A $2 million repair project was expected to begin this month on the popular 1-mile jaunt up the side of Pikes Peak. It marks the third and final phase of a $5 million erosion mitigation project funded by a U.S. Department of Housing and Urban Development grant.
The city of Colorado Springs, however, turned in only one bid for the job to the Colorado Division of Homeland Security and Emergency Management. That caused the state agency overseeing the grant money to hit pause.
The agency wants to make sure Colorado Springs taxpayers don’t wind up footing the bill for the stair-stepper, if the single bidder doesn’t meet federal requirements to get reimbursed.
“That’s not uncommon, but our goal is to get them every dollar they were allocated,” agency spokeswoman Micki Trost told Boster.
The state isn’t yet telling the city to rebid the project, but it has asked for a thorough cost analysis of the project.
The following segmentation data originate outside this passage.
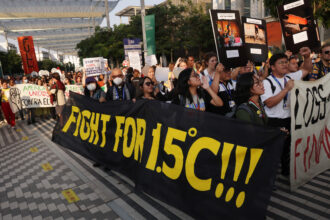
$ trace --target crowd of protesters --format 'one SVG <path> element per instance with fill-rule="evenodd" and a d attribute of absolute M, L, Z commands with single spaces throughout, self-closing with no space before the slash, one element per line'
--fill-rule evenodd
<path fill-rule="evenodd" d="M 174 69 L 181 68 L 178 77 Z M 61 119 L 65 99 L 65 85 L 82 85 L 86 97 L 99 102 L 114 100 L 151 99 L 181 105 L 199 111 L 208 111 L 259 125 L 272 126 L 286 133 L 287 139 L 281 158 L 282 174 L 289 174 L 290 152 L 290 90 L 295 80 L 317 80 L 329 73 L 330 44 L 324 44 L 320 53 L 311 55 L 308 47 L 299 54 L 274 54 L 256 67 L 251 61 L 238 68 L 225 67 L 216 54 L 206 53 L 203 61 L 193 56 L 169 64 L 168 81 L 157 81 L 157 66 L 147 67 L 144 74 L 131 67 L 114 68 L 109 75 L 86 78 L 78 73 L 54 73 L 42 77 L 16 77 L 1 80 L 1 107 L 7 123 L 15 127 L 15 114 L 8 104 L 10 87 L 20 83 L 44 86 L 53 108 L 20 111 L 16 117 L 28 118 L 34 123 L 36 113 Z M 60 77 L 60 75 L 65 77 Z M 4 119 L 2 118 L 2 121 Z M 95 164 L 98 165 L 98 164 Z"/>

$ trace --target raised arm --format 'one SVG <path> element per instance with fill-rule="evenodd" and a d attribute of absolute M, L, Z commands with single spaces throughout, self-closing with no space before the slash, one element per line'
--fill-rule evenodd
<path fill-rule="evenodd" d="M 212 100 L 211 100 L 211 104 L 212 105 L 215 105 L 215 106 L 223 106 L 223 101 L 222 99 L 217 95 L 217 93 L 215 93 L 210 85 L 209 85 L 209 82 L 206 78 L 206 76 L 203 76 L 202 77 L 202 87 L 203 89 L 205 89 L 209 94 L 210 96 L 212 97 Z"/>
<path fill-rule="evenodd" d="M 302 47 L 300 48 L 299 53 L 304 58 L 304 62 L 301 64 L 300 70 L 303 73 L 302 78 L 305 78 L 309 73 L 313 71 L 311 49 L 309 49 L 309 47 Z"/>

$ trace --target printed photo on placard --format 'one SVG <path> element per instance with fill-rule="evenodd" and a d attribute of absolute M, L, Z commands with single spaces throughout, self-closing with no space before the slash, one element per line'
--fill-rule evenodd
<path fill-rule="evenodd" d="M 277 9 L 287 50 L 298 53 L 303 46 L 312 50 L 321 46 L 317 22 L 309 0 L 295 1 Z"/>
<path fill-rule="evenodd" d="M 242 17 L 244 47 L 248 60 L 262 63 L 268 57 L 266 21 Z"/>
<path fill-rule="evenodd" d="M 210 10 L 219 61 L 227 68 L 247 63 L 238 11 Z"/>

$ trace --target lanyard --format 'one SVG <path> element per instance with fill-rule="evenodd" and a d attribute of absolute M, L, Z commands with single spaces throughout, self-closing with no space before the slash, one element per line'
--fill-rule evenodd
<path fill-rule="evenodd" d="M 283 87 L 282 87 L 280 81 L 278 81 L 278 79 L 277 79 L 273 74 L 272 74 L 271 76 L 272 76 L 273 79 L 277 82 L 277 84 L 280 86 L 281 90 L 283 90 Z M 284 86 L 286 85 L 286 83 L 287 83 L 287 81 L 286 81 L 286 78 L 285 78 L 285 76 L 284 76 Z M 285 103 L 286 103 L 286 100 L 288 100 L 288 93 L 284 96 L 284 99 L 283 99 L 283 101 L 284 101 L 284 105 L 286 105 L 286 104 L 285 104 Z"/>
<path fill-rule="evenodd" d="M 253 105 L 254 107 L 256 107 L 258 109 L 257 114 L 258 114 L 259 117 L 261 117 L 261 118 L 264 118 L 265 117 L 265 114 L 264 114 L 263 110 L 261 108 L 259 108 L 257 106 L 257 104 L 254 103 L 254 101 L 252 101 L 251 99 L 249 99 L 249 104 Z"/>
<path fill-rule="evenodd" d="M 199 104 L 199 98 L 197 96 L 197 105 L 195 104 L 195 102 L 193 101 L 193 105 L 194 105 L 194 109 L 200 110 L 200 104 Z"/>
<path fill-rule="evenodd" d="M 231 95 L 231 90 L 228 89 L 228 87 L 225 86 L 225 84 L 223 84 L 222 82 L 220 82 L 220 85 L 225 89 L 225 91 L 226 91 L 226 93 L 228 94 L 230 100 L 233 100 L 233 97 L 232 97 L 232 95 Z M 227 85 L 228 85 L 228 83 L 227 83 Z"/>
<path fill-rule="evenodd" d="M 119 93 L 118 93 L 118 90 L 117 90 L 117 87 L 115 87 L 115 89 L 116 89 L 116 98 L 117 99 L 120 99 Z M 124 87 L 123 87 L 123 100 L 125 100 L 125 90 L 124 90 Z"/>

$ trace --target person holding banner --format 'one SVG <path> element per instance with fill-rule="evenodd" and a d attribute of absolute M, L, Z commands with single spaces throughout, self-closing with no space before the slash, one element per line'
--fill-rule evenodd
<path fill-rule="evenodd" d="M 313 71 L 309 75 L 310 81 L 320 79 L 330 72 L 330 43 L 324 44 L 320 53 L 321 60 L 313 65 Z"/>
<path fill-rule="evenodd" d="M 208 78 L 203 76 L 201 81 L 190 68 L 181 71 L 172 103 L 199 111 L 209 111 L 210 105 L 223 106 L 221 98 L 211 89 Z"/>
<path fill-rule="evenodd" d="M 2 82 L 2 89 L 1 89 L 1 108 L 2 112 L 5 115 L 7 123 L 12 127 L 15 128 L 15 114 L 12 112 L 9 104 L 9 87 L 8 82 L 4 80 Z"/>
<path fill-rule="evenodd" d="M 140 80 L 140 88 L 142 94 L 138 97 L 140 99 L 155 99 L 154 95 L 154 83 L 150 77 L 145 76 Z"/>
<path fill-rule="evenodd" d="M 300 49 L 300 54 L 304 57 L 302 68 L 293 73 L 289 73 L 288 57 L 285 54 L 274 54 L 269 61 L 271 74 L 264 81 L 265 93 L 261 95 L 261 100 L 265 104 L 265 111 L 269 125 L 273 127 L 285 128 L 290 132 L 290 90 L 294 86 L 293 80 L 301 80 L 311 71 L 312 60 L 311 50 L 308 47 Z M 287 136 L 284 143 L 281 157 L 282 174 L 288 176 L 290 173 L 290 144 L 291 137 Z"/>
<path fill-rule="evenodd" d="M 46 88 L 48 95 L 50 95 L 50 102 L 53 104 L 53 102 L 56 101 L 56 114 L 60 119 L 62 119 L 61 114 L 65 105 L 65 86 L 61 82 L 60 75 L 57 72 L 53 73 L 51 80 L 52 84 L 50 86 L 50 90 L 48 89 L 47 84 L 44 84 L 44 87 Z"/>
<path fill-rule="evenodd" d="M 99 84 L 96 82 L 94 77 L 88 77 L 86 79 L 86 87 L 84 90 L 84 94 L 86 97 L 90 97 L 94 100 L 98 100 L 99 102 L 105 102 L 106 95 L 104 91 L 101 89 Z"/>
<path fill-rule="evenodd" d="M 113 69 L 110 75 L 106 100 L 132 100 L 134 97 L 135 88 L 130 83 L 124 81 L 124 74 L 119 68 Z"/>
<path fill-rule="evenodd" d="M 235 93 L 238 106 L 235 117 L 242 121 L 267 125 L 268 118 L 260 100 L 260 96 L 264 93 L 262 80 L 253 72 L 239 77 Z"/>
<path fill-rule="evenodd" d="M 221 115 L 226 115 L 228 112 L 231 112 L 235 107 L 234 93 L 236 82 L 231 80 L 231 70 L 225 68 L 221 63 L 218 64 L 216 68 L 211 88 L 223 101 L 223 106 L 220 108 L 211 107 L 211 111 Z"/>
<path fill-rule="evenodd" d="M 208 52 L 204 57 L 205 67 L 204 71 L 201 72 L 201 75 L 208 77 L 210 86 L 215 76 L 215 68 L 218 63 L 217 55 L 213 52 Z"/>

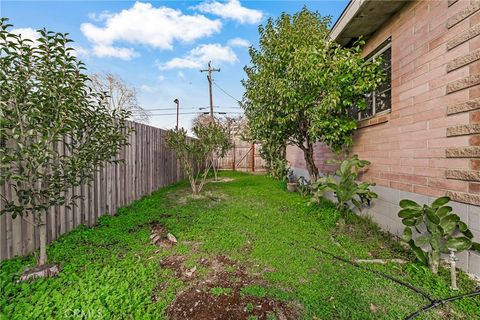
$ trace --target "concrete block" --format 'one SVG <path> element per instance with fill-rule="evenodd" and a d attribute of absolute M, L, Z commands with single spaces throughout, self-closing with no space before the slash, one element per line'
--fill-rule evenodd
<path fill-rule="evenodd" d="M 468 272 L 480 277 L 480 254 L 470 251 L 468 257 Z"/>
<path fill-rule="evenodd" d="M 413 192 L 401 191 L 401 190 L 399 191 L 399 197 L 400 197 L 400 200 L 410 199 L 417 202 L 419 205 L 431 204 L 433 201 L 432 197 L 425 196 L 423 194 L 413 193 Z"/>
<path fill-rule="evenodd" d="M 400 201 L 400 190 L 386 188 L 383 186 L 374 186 L 372 190 L 378 194 L 378 199 L 390 202 L 391 204 L 398 205 Z"/>

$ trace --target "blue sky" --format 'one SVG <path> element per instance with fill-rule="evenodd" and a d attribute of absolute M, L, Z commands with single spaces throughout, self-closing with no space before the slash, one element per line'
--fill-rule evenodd
<path fill-rule="evenodd" d="M 205 73 L 209 60 L 221 72 L 216 83 L 241 99 L 249 63 L 248 45 L 258 44 L 257 28 L 269 17 L 295 13 L 306 5 L 333 21 L 348 1 L 5 1 L 0 16 L 10 19 L 22 34 L 47 28 L 68 32 L 79 58 L 91 73 L 118 74 L 138 91 L 139 102 L 152 114 L 197 112 L 209 105 Z M 34 34 L 34 33 L 33 33 Z M 234 99 L 213 87 L 217 111 L 241 112 Z M 189 128 L 194 114 L 182 114 Z M 150 124 L 173 128 L 174 115 L 150 117 Z"/>

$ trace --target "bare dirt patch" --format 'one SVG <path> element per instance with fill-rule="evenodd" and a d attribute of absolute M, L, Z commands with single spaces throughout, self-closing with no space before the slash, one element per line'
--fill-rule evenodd
<path fill-rule="evenodd" d="M 177 239 L 171 233 L 168 233 L 167 229 L 159 222 L 152 222 L 150 227 L 150 240 L 152 244 L 160 246 L 162 248 L 171 248 L 177 243 Z"/>
<path fill-rule="evenodd" d="M 175 273 L 177 277 L 182 277 L 185 269 L 178 266 L 178 262 L 179 258 L 176 257 L 166 263 L 178 270 Z M 242 288 L 246 286 L 266 283 L 260 278 L 248 275 L 235 261 L 220 255 L 213 259 L 201 258 L 198 263 L 208 269 L 207 276 L 191 280 L 191 285 L 169 306 L 169 319 L 298 318 L 298 312 L 286 302 L 242 294 Z"/>

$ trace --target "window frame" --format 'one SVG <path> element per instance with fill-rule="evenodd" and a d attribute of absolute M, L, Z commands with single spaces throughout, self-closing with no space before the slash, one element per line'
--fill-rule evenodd
<path fill-rule="evenodd" d="M 387 51 L 388 49 L 391 49 L 392 48 L 392 39 L 391 38 L 388 38 L 387 40 L 385 40 L 381 45 L 379 45 L 374 51 L 373 53 L 371 53 L 369 56 L 367 56 L 367 60 L 366 61 L 372 61 L 372 60 L 375 60 L 376 57 L 380 56 L 382 53 L 384 53 L 385 51 Z M 358 121 L 364 121 L 364 120 L 368 120 L 368 119 L 371 119 L 371 118 L 374 118 L 376 116 L 381 116 L 381 115 L 384 115 L 384 114 L 387 114 L 387 113 L 391 113 L 392 112 L 392 53 L 390 52 L 390 108 L 387 109 L 387 110 L 383 110 L 383 111 L 380 111 L 380 112 L 376 112 L 376 103 L 375 103 L 375 96 L 376 96 L 376 93 L 377 93 L 377 90 L 374 90 L 372 92 L 370 92 L 370 94 L 372 95 L 372 115 L 371 116 L 368 116 L 368 117 L 362 117 L 362 111 L 358 111 L 358 114 L 357 114 L 357 120 Z M 386 92 L 387 90 L 384 90 L 382 92 Z"/>

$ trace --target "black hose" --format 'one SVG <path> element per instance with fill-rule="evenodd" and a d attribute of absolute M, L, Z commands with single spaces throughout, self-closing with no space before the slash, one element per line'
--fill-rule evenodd
<path fill-rule="evenodd" d="M 365 267 L 365 266 L 362 266 L 354 261 L 350 261 L 348 259 L 345 259 L 343 257 L 340 257 L 340 256 L 337 256 L 337 255 L 334 255 L 333 253 L 330 253 L 328 251 L 325 251 L 321 248 L 317 248 L 317 247 L 312 247 L 314 250 L 316 251 L 319 251 L 323 254 L 326 254 L 328 256 L 331 256 L 332 258 L 336 259 L 336 260 L 339 260 L 339 261 L 342 261 L 342 262 L 345 262 L 345 263 L 348 263 L 354 267 L 357 267 L 359 269 L 363 269 L 363 270 L 366 270 L 366 271 L 369 271 L 371 273 L 374 273 L 376 275 L 379 275 L 383 278 L 386 278 L 386 279 L 389 279 L 391 281 L 394 281 L 404 287 L 407 287 L 413 291 L 415 291 L 416 293 L 422 295 L 425 299 L 427 299 L 428 301 L 430 301 L 430 304 L 422 307 L 421 309 L 411 313 L 409 316 L 407 316 L 405 318 L 405 320 L 411 320 L 411 319 L 414 319 L 416 318 L 417 316 L 419 316 L 421 313 L 423 312 L 426 312 L 430 309 L 434 309 L 434 308 L 438 308 L 438 307 L 441 307 L 451 301 L 455 301 L 455 300 L 460 300 L 460 299 L 464 299 L 464 298 L 471 298 L 471 297 L 475 297 L 475 296 L 478 296 L 480 295 L 480 289 L 479 290 L 476 290 L 476 291 L 472 291 L 470 293 L 465 293 L 465 294 L 461 294 L 461 295 L 457 295 L 457 296 L 453 296 L 453 297 L 449 297 L 449 298 L 446 298 L 446 299 L 440 299 L 440 300 L 435 300 L 433 299 L 431 296 L 429 296 L 427 293 L 425 293 L 424 291 L 412 286 L 411 284 L 407 283 L 407 282 L 404 282 L 402 280 L 399 280 L 399 279 L 396 279 L 394 277 L 392 277 L 391 275 L 388 275 L 386 273 L 383 273 L 381 271 L 377 271 L 377 270 L 374 270 L 374 269 L 371 269 L 371 268 L 368 268 L 368 267 Z"/>
<path fill-rule="evenodd" d="M 398 284 L 400 284 L 400 285 L 402 285 L 402 286 L 404 286 L 404 287 L 407 287 L 407 288 L 409 288 L 410 290 L 413 290 L 413 291 L 415 291 L 416 293 L 422 295 L 422 296 L 423 296 L 425 299 L 427 299 L 428 301 L 430 301 L 430 302 L 432 302 L 432 303 L 435 302 L 435 299 L 433 299 L 432 297 L 430 297 L 427 293 L 425 293 L 425 292 L 423 292 L 422 290 L 420 290 L 420 289 L 412 286 L 411 284 L 409 284 L 409 283 L 407 283 L 407 282 L 404 282 L 404 281 L 402 281 L 402 280 L 396 279 L 396 278 L 392 277 L 391 275 L 388 275 L 388 274 L 383 273 L 383 272 L 381 272 L 381 271 L 377 271 L 377 270 L 374 270 L 374 269 L 370 269 L 370 268 L 365 267 L 365 266 L 362 266 L 362 265 L 360 265 L 360 264 L 358 264 L 358 263 L 356 263 L 356 262 L 347 260 L 347 259 L 342 258 L 342 257 L 340 257 L 340 256 L 336 256 L 336 255 L 334 255 L 333 253 L 330 253 L 330 252 L 325 251 L 325 250 L 323 250 L 323 249 L 320 249 L 320 248 L 317 248 L 317 247 L 312 247 L 312 248 L 315 249 L 315 250 L 317 250 L 317 251 L 320 251 L 320 252 L 323 253 L 323 254 L 329 255 L 329 256 L 331 256 L 331 257 L 334 258 L 334 259 L 340 260 L 340 261 L 342 261 L 342 262 L 348 263 L 348 264 L 350 264 L 350 265 L 352 265 L 352 266 L 355 266 L 355 267 L 357 267 L 357 268 L 360 268 L 360 269 L 363 269 L 363 270 L 367 270 L 367 271 L 372 272 L 372 273 L 374 273 L 374 274 L 376 274 L 376 275 L 379 275 L 379 276 L 381 276 L 381 277 L 383 277 L 383 278 L 386 278 L 386 279 L 388 279 L 388 280 L 394 281 L 394 282 L 396 282 L 396 283 L 398 283 Z"/>
<path fill-rule="evenodd" d="M 447 304 L 448 302 L 455 301 L 455 300 L 460 300 L 460 299 L 464 299 L 464 298 L 471 298 L 471 297 L 475 297 L 475 296 L 478 296 L 478 295 L 480 295 L 480 290 L 473 291 L 473 292 L 466 293 L 466 294 L 461 294 L 461 295 L 458 295 L 458 296 L 453 296 L 453 297 L 450 297 L 450 298 L 447 298 L 447 299 L 432 301 L 429 305 L 426 305 L 425 307 L 421 308 L 420 310 L 417 310 L 417 311 L 411 313 L 408 317 L 405 318 L 405 320 L 414 319 L 414 318 L 418 317 L 422 312 L 426 312 L 430 309 L 441 307 L 444 304 Z"/>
The city office didn’t return Boster’s call Monday. In an e-mail last week procurement official Nicole Spindler said she anticipated awarding the bid to a contractor in early August and that the state had requested “additional information” but did not elaborate, Boster wrote.
The delays raise concerns the work might face into winter weather. The first two phases each took three and a half months to complete.
“If we are much past the end of August, we’ll have to push it back a year,” Karen Palus, director of Colorado Springs Parks, Recreation and Cultural Services, told Boster last week.
Steve Bodette, overseeing the project as the parks department’s capital project coordinator, told the Gazette late Monday, “It’s in procurement’s hands now.”